В первый и последний раз я плачу о погибшей жене.
Из кустов на южной стороне кладбища доносится треск. Не знаю, кто или что это может быть, но ко мне бежит явно не одна пара ног.
Согнувшись в три погибели, я прячусь за памятником Рейчел. Мои бывшие родственники со стороны жены и при жизни-то не особо баловали дочь вниманием, чего уж удивляться, что и после ее смерти они не отступили от своих принципов. Беру на заметку: съесть их, если представится такая возможность, а потом затихаю на корточках и надеюсь, что меня не заметят.
За главное здание забегают две фигуры, затем появляются с другой его стороны и несутся мимо меня между надгробиями и деревьями. Даже в темноте я узнаю Зака и Люка. В мою сторону они и не смотрят, а направляются в дальний, северный конец кладбища, где находится крытый дранкой деревянный сарай, по обеим сторонам которого растут увитые плющом дубы. Мгновение спустя братья скрываются в сарае.
Сдается мне, не в прятки они тут играют.
Я остаюсь на месте — не хочу, чтоб меня заметили преследователи близнецов. Впрочем, через несколько минут я понимаю, что за Заком и Люком больше не гонятся. А может, никто за ними и не гнался. Может, они пытались уйти от неприятностей.
Внезапно меня посещает мысль: а где же Рей?
Спросить бы у близнецов, но я ни разу не слышал, чтобы они произнесли что-нибудь вразумительное — только хрюкали, мурлыкали да гоготали. Придется выяснять самому.
Не подходя близко к дороге, я пробираюсь через кусты и иду мимо залива Соквел к зернохранилищу, где слышны голоса и мигает свет. Вокруг живые. Множество живых. Когда, наконец, появляется возможность рассмотреть, что происходит, я понимаю, от чего удирали Зак и Люк.
У заднего входа припаркованы полицейские машины и фургон службы отлова животных, площадку освещают два прожектора. Из зарослей толокнянки мне видно, что происходит внутри зернохранилища. Оттуда нетвердой походкой выходит полицейский, приближается к одной из машин и блюет.
Почти все надели респираторы или прикрывают носы и рты.

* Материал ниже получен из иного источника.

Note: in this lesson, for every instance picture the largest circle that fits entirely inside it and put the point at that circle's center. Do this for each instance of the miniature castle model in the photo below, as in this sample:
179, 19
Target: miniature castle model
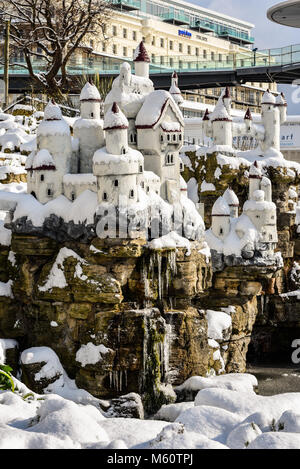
220, 127
254, 232
132, 154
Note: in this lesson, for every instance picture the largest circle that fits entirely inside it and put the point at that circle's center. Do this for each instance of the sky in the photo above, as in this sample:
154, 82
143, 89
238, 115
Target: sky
267, 34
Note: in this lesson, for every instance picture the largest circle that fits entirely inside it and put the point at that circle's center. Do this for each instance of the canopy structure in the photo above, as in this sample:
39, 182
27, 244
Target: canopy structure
286, 13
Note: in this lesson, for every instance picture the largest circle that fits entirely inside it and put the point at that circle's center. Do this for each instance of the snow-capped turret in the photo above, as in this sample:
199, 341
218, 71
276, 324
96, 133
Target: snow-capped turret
271, 121
141, 61
233, 202
262, 214
116, 131
255, 177
248, 119
220, 225
268, 98
53, 157
282, 105
89, 128
90, 102
221, 125
175, 91
226, 96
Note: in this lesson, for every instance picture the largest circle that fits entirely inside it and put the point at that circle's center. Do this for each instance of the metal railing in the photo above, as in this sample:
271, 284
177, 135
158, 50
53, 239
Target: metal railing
110, 65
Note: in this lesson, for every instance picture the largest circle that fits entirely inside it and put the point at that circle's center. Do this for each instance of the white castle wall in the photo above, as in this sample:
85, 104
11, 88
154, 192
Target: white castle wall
220, 226
91, 137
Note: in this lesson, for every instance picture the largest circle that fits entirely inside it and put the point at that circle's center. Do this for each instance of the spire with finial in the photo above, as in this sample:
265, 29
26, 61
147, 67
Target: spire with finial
206, 115
141, 54
115, 119
248, 115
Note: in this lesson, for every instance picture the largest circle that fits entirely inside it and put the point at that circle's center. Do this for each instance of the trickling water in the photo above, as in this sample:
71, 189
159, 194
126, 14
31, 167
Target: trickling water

Полностью слов не разобрать; то и дело доносятся фразы «массовая расправа», «изуродованные тела» и «жарили на вертеле». Даже в своем укрытии — на расстоянии больше ста футов — я чувствую запах приготовленной на гриле человечины.
Я подумал было, что Рей, как и Зак с Люком, успел смыться до начала рейда, но затем вижу, как его, привязанного к каталке, вывозят из помещения. Все попытки Рея вырваться безуспешны, и я слышу, как он пытается кричать сквозь кляп.
Хотя Рея связали, все обходят каталку стороной, словно на ней лежат радиоактивные отходы. Лишь затолкав его в один из фургонов и закрыв зернохранилище, люди облегченно вздыхают.
Мне хочется помочь ему, но я знаю: стоит мне только попытаться, как я окажусь в фургоне вместе с ним.
Это путешествие Рею придется совершить в одиночку. Ему не позволят сделать телефонный звонок, справедливого суда он не дождется, у него нет ни единого права, гарантированного первой поправкой, и никто не встанет на его защиту.